SIENA/MILAN (Reuters) - Italian prosecutors probing Monte dei Paschi’s 2007 acquisition of a smaller rival are investigating U.S. investment bank JP Morgan over an alleged crime committed by one of its employees, according to a prosecutors’ document.
The document, seen by Reuters, said the alleged crime was the obstruction of Italian regulators by an unknown JP Morgan employee relating to a 1 billion euro ($1.3 billion) hybrid financial instrument used to partly fund Monte dei Paschi’s purchase of Antonveneta.
JP Morgan denied any wrongdoing and said it would defend itself vigorously. “We believe that JP Morgan and its employees acted correctly at all times,” it said in an emailed statement.
Monte dei Paschi is also under investigation in the probe for a range of alleged crimes including market manipulation and making false statements to the market, as are its former chairman Giuseppe Mussari, its former director general Antonio Vigni and seven other former bank employees.
Under Italy’s 231 law, a company can be held responsible if it is deemed that it failed to prevent, or attempted to prevent, a crime by an employee that benefited the company.
In the document, Italian prosecutors allege the JP Morgan employee failed to inform the Bank of Italy of a deal which they say violated requirements set by the central bank over the hybrid instrument, known as FRESH 2008.
They allege the unknown employee had “a representative, administrative and management role” at the U.S. bank.
The document, which wraps up a preliminary investigation started in October 2011 and was sent to all the parties involved, says the alleged crime was committed “in the interest and to the benefit of JP Morgan”.
The FRESH 2008 instruments in question were essentially notes convertible into Monte dei Paschi’s shares that JP Morgan sold to a number of investors.
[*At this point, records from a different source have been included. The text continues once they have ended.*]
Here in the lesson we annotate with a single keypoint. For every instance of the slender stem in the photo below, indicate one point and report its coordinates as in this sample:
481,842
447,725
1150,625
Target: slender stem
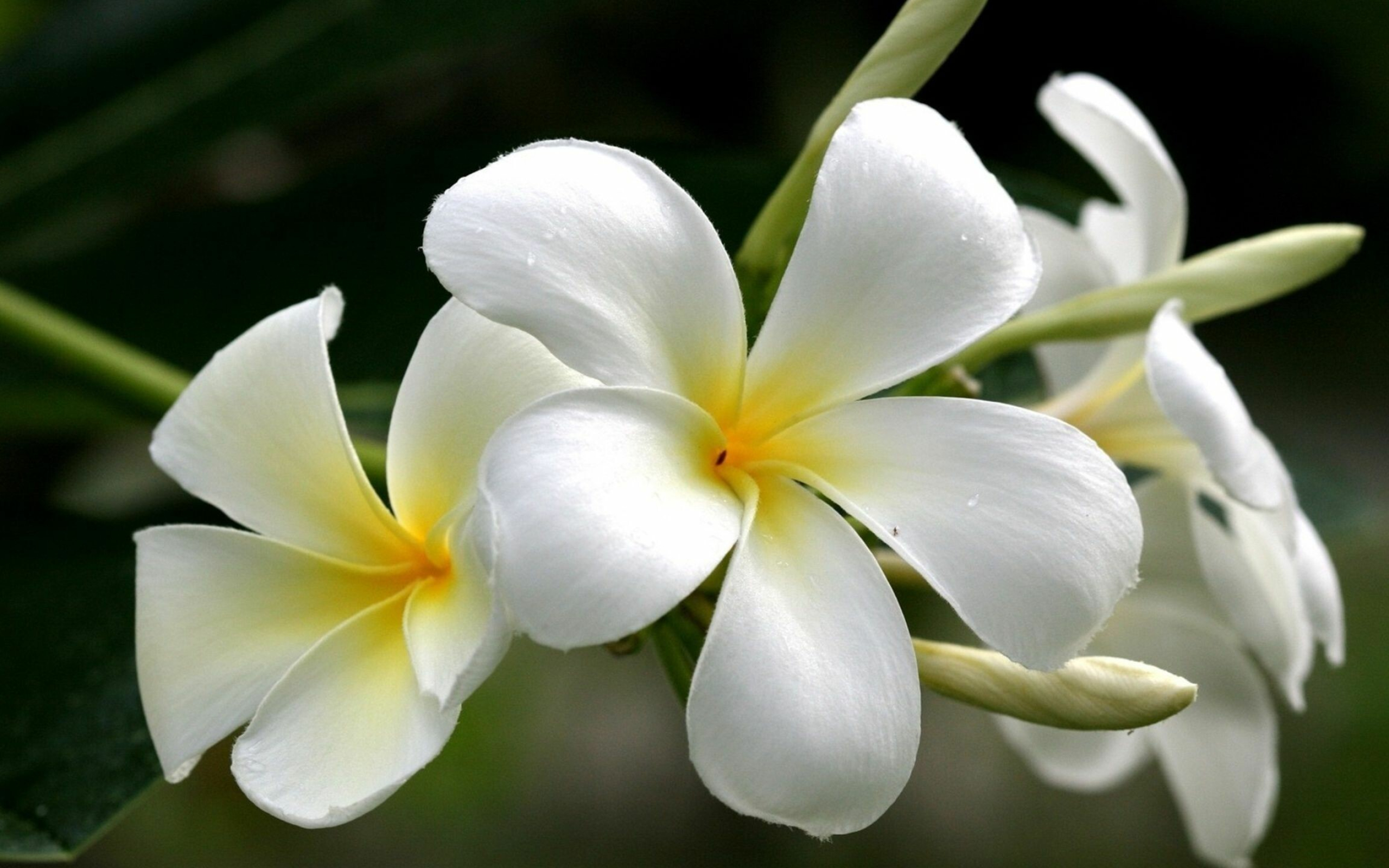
676,659
135,380
120,370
The prosecutors allege that Monte dei Paschi struck a so-called indemnity agreement with JP Morgan which protected the U.S. bank from potential losses related to FRESH 2008.
JP Morgan said it never benefited from the indemnity, which it said “only existed for a matter of days.”
“No claim was ever made under this indemnity ... either for the benefit of JP Morgan or any of its employees,” it said.
The FRESH notes were issued as part of a deal under which JP Morgan underwrote a 950 million euro capital increase in Monte dei Paschi to help the Italian bank fund the acquisition of Antonveneta from Spain’s Santander. The acquisition was announced in November 2007 and completed in May 2008.
Prosecutors allege the deal hid the real risks faced by Monte dei Paschi, which was already stretched and struggling to afford the 9 billion euro price tag for Antonveneta.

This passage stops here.